Representing Europeans takes a fresh and
quizzical look at the problems facing the European Union. Bringing decades of
experience to bear on the deep, structural problems currently facing the EU,
Richard Rose spells out why it can no longer carry on with integration by
stealth. Extraordinary challenges — such as saving the Eurozone and maintaining
the free movement of peoples — now impose high-profile economic and political
costs. These create huge political strains which EU institutions struggle to
cope with. Rose shows the ways in which Europe's institutions do and do not
represent its citizens, sometimes equally and sometimes unequally. This
threatens worse crises of EU authority because people retain the power as
national citizens to protest against their government making commitments in
Brussels that they do not accept. The book's pragmatic approach rejects the
assumption that more European integration is the solution for all of Europes
problems. Likewise, it rejects UK withdrawal from the European Union because
Britain cannot stop the world and get off. Instead, it suggests a pragmatic
approach that asks about proposals emanating from Brussels: What problem does it
address? How will this policy work? What are its visible costs and benefits?

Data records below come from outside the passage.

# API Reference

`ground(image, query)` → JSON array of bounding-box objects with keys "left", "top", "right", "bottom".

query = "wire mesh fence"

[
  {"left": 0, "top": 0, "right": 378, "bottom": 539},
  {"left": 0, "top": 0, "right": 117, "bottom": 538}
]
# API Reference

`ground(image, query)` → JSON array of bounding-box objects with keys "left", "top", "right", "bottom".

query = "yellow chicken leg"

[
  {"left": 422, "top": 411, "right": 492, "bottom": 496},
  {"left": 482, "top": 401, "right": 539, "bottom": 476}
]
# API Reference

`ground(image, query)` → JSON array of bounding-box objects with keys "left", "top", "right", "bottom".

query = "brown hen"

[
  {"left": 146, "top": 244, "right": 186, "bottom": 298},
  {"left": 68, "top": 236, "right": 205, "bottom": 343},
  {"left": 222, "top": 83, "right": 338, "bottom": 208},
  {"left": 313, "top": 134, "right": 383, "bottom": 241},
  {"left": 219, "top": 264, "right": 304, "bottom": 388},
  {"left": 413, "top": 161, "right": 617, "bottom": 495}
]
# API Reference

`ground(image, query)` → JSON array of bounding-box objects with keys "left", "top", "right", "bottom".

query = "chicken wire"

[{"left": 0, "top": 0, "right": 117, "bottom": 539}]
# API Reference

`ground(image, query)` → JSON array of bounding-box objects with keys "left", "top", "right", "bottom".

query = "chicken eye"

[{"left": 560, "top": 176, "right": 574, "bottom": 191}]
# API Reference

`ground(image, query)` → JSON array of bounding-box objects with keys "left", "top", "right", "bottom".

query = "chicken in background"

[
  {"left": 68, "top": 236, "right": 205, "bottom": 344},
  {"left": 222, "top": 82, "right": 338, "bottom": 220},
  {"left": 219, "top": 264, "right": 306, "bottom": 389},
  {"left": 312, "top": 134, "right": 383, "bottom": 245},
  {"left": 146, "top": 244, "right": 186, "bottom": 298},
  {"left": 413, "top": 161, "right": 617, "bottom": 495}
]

Instead of 'one size fits all' policies being imposed on 27 diverse countries,
Rose recommends that enhanced European cooperation should be based on coalitions
of the willing. Moreover, the active use of pan-European referendums on major
reforms can test popular commitment to EU treaties that permanently advance
European integration. Both European federalists and diehard Eurosceptics will
alternately agree and disagree with the argument of this book. But they cannot
ignore the challenge it raises to pay more attention to the concerns of the half
a billion Europeans whom they claim to represent.